- Print
- DarkLight
- PDF
How can I improve robot performance?
A single robot execution will run from start to finish in a single processing thread, meaning that it will select one button at a time and visit one page at a time.
To increase efficiency, you can split your robot into two:
- one that gets all the URLs of the pages to visit and
- one that takes those URLs as input.
This allows the robot to visit pages concurrently (up to your account's concurrency limit), significantly speeding up execution time.
Be aware that increasing concurrency should be done with care and respect for the target site to not interrupt services or cause excessive load/stress on the site.
For smaller sites, stay below a maximum of 10 concurrent robots. For sites that experience larger amounts of traffic, you can probably go a bit higher.

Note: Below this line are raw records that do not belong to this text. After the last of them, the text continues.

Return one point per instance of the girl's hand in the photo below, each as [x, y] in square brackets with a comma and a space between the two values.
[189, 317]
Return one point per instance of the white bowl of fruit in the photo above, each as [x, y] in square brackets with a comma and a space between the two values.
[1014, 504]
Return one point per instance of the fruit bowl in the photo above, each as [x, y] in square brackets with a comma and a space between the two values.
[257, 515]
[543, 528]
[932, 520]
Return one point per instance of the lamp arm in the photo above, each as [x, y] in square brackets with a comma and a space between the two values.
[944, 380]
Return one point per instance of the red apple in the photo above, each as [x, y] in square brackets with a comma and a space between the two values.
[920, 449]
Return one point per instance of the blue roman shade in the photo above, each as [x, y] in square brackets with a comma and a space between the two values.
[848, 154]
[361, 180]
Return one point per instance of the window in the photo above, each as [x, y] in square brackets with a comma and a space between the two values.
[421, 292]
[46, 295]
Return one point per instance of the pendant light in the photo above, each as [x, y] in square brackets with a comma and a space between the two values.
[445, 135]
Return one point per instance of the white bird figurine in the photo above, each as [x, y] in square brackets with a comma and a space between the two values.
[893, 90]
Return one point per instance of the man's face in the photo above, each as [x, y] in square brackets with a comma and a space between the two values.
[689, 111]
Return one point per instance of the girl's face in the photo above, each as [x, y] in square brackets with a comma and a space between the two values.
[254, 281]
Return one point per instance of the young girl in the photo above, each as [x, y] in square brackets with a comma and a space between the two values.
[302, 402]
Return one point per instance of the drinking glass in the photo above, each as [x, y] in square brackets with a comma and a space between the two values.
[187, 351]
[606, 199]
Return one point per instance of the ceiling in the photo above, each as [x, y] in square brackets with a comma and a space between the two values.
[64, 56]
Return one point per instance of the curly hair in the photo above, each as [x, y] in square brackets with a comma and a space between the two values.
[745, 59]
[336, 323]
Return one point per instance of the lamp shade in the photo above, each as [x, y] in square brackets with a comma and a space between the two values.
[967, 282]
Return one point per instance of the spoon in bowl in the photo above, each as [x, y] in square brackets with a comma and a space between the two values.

Always read the terms and policies for the site you're scraping to ensure you're complying with their terms.
How do I disable images, stylesheets and Javascript?
You cannot globally disable images, stylesheets or javascript with a single click, but you can prevent specific network requests which will speed up load time.
How to block or ignore network requests
Blocking network requests for certain unnecessary elements can improve robot performance.
When using the robot editor,
- Select the Network tab to get an overview of the network traffic involved in a page request.
- Select the URL icon to mark scripts and elements for blocking or ignoring.
- Here, you can block/ignore specific URLs/file types or entire domains.
By default, we block Google Analytics and other tracking scripts; we don't want to skew the analytics data of any Web site we scrape.